Мы выступаем прежде всего за достижение максимального согласия между членами ООН по реформе Совета Безопасности. Если бы реформенное решение было просто «продавлено» одной группой — в ущерб другой, это могло бы привести к расколу во Всемирной организации, в результате чего Совет Безопасности не стал бы ни более эффективным, ни более авторитетным. По реформе Совета Безопасности необходимо достижение «исторического компромисса», но до него, судя по всему, ещё далеко.
Выборы нового Генерального секретаря ООН
Если выборы в 2006 году Генеральным секретарём ООН Пан Ги Муна прошли вполне рутинно, а в 2011-м он был переназначен на второй пятилетний срок вообще без всякой конкуренции, то вокруг подбора его преемника развернулась настоящая интрига. Причём сразу по нескольким направлениям.
Восточноевропейская региональная группа (ВЕГ) (в неё входят 23 страны, в том числе и Россия) громко настаивала, что девятый генсекретарь должен появиться именно из её рядов. Действительно, ВЕГ — единственная из существующих в ООН пяти региональных групп, которой ни разу не удавалось продвинуть на пост руководителя Секретариата ООН «своего человека». Мы поддержали эти амбиции, напомнив, правда, что в 2006 году, когда, по общему признанию, была очередь представителя Азии, свою кандидатуру выдвинула латышка Вике-Фрейберга, поэтому сейчас восточноевропейцам надо быть готовыми к появлению в списке «чужаков».
Вторая «линия атаки» — новым генсеком должна стать непременно женщина. Ожидание резонное, поскольку за 70 лет существования ООН такого ещё не было. Даже среди кандидатов на пост за всё время оказались лишь три женщины.

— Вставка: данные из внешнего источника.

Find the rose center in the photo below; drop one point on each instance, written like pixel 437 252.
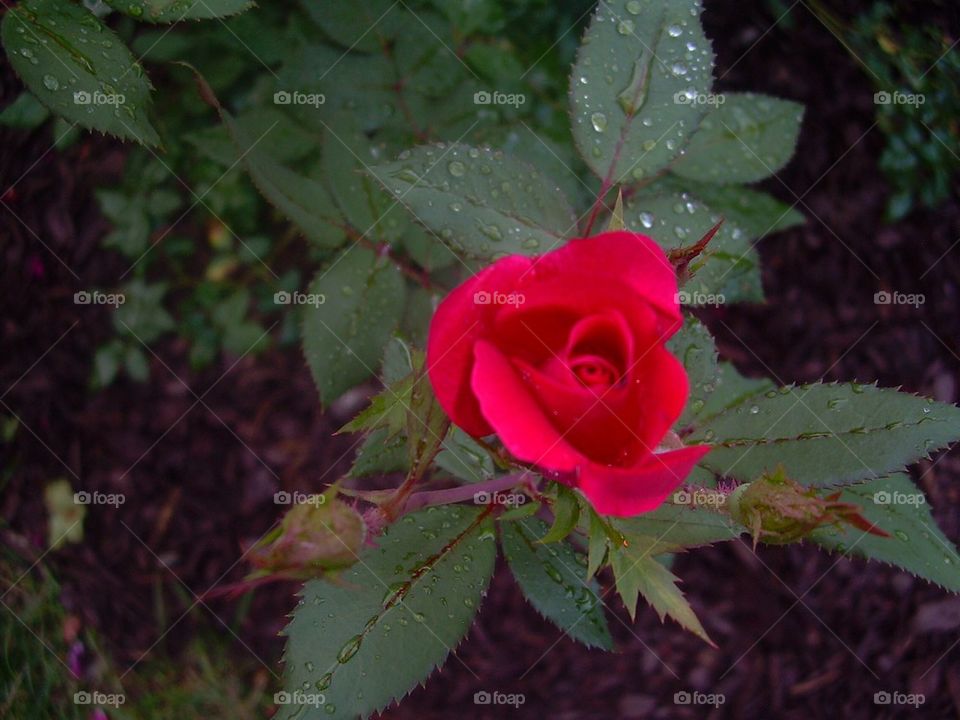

Третья новация — роль Генассамблеи в данном процессе. Устав ООН в этом плане весьма сух: Генассамблея назначает генсекретаря по рекомендации Совета Безопасности. Вдобавок в одной из ранее принятых резолюций Генассамблея просит Совет представить ей одного кандидата. (Брошенная в каком-то из интервью Сергеем Лавровым фраза о том, что мы не против представления Советом Генассамблее нескольких кандидатов, вызвала переполох у западной «тройки» постоянных членов — они явно не были настроены на «разгул демократии».)